Part of the problem with me is that I am so smart. It’s hard for people to accept that I have a problem when it’s so obvious, to them, that I am lucid. Before the accidents my tested IQ put me in the top 2% of the nation, and that was how I was able to build successful companies and got paid so much to advise others on how to run theirs. Part of my brain still operates at that level, but other parts don’t. I can’t remember what I am doing and require written to do lists in order to complete anything. I don’t get hints or understand subtle signals, tending to take what others say very literally. Ten percent of my brain simply isn’t there any more and the rest has billions of little hidden tears and misfirings in it. Each day I am improved and am an amazing testament to the power of God and the wonder of our human body and brain’s ability to repair itself.

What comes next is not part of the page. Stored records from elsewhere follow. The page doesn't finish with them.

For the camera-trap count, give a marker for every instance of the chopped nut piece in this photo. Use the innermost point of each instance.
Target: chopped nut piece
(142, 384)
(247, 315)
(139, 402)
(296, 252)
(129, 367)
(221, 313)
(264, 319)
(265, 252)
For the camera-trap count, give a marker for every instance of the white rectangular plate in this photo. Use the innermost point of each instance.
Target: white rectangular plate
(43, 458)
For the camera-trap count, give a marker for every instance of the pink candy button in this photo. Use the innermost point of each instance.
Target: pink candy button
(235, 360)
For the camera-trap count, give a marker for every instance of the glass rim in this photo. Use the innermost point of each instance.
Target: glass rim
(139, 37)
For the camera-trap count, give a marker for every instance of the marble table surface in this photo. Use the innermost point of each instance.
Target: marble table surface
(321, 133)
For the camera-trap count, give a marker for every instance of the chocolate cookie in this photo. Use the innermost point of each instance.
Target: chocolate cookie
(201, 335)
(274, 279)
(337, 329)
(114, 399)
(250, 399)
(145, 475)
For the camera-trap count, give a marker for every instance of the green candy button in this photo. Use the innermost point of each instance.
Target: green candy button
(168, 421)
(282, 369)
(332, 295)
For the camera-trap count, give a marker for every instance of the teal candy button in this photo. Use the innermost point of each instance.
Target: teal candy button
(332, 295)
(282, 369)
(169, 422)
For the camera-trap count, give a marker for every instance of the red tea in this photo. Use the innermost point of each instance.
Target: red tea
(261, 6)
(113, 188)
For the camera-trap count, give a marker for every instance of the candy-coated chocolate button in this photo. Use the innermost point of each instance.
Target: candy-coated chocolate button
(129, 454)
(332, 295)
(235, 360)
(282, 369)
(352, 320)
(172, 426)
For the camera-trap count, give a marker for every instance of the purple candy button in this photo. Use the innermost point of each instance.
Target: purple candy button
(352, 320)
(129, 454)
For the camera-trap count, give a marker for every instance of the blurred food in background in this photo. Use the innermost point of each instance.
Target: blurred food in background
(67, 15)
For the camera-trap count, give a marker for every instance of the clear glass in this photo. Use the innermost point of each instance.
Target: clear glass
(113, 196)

Enough of that. Cherie is still sick. I need to go heat up some of the chicken soup I made for her earlier. Then I will run to the jail and minister to the two guys who are incarcerated there. Cut enough firewood to keep warm all day and through the night. Need to see what I can do to keep Buddy warm when it goes down into the low twenties tonight. Time to go.

3 comments:

Anonymous said...

thankyou for sharing your story, it has given us alot of hope.when something like this happens that involves the brain the doctors and nurses dont really know anything, because they just say everybody is different and they dont know what to expect. Like your accident my friends (who is also my sisters fiance) was also a bad car crash that split his car in 3 pieces and then rolled 5 times, he had to be cut out of it. The sheer damage to his brain left him in a coma for 2 months and we were told by several ICU nurses and doctors that he could be and probably would be in a vegetative state for life, which is a fate worse than death in my opinion. being stuck in a bed unable to do anything but sleep with tubes covering you. he had severe braqin sweeling and damage to his frontal and temperal lobes..By some miracle he woke up and can speak and see and laugh and he has almost all of his memories, he is more child like now though and having a band-aid removed for him, he reacts as a child would scared and crys out how painfull it is. Its probably one of the most traumatic and scary things i have ever dealt with in my life everyday in the hospital was something new- one day good one day bad like a rollercoaster..But after reading your story of survival i understand he will need lots of support and will get through it with time. thankyou

Bob Westbrook said...

When I woke from the coma, I was like a child, unable to understand what people said and being very emotional, crying easily and getting angry. With much of my memory gone most of the world was new to me so, like a child, I had to learn all over again many social skills. Have patience and understanding. It was hard on my wife but she hung in there. Took me ten years to get here.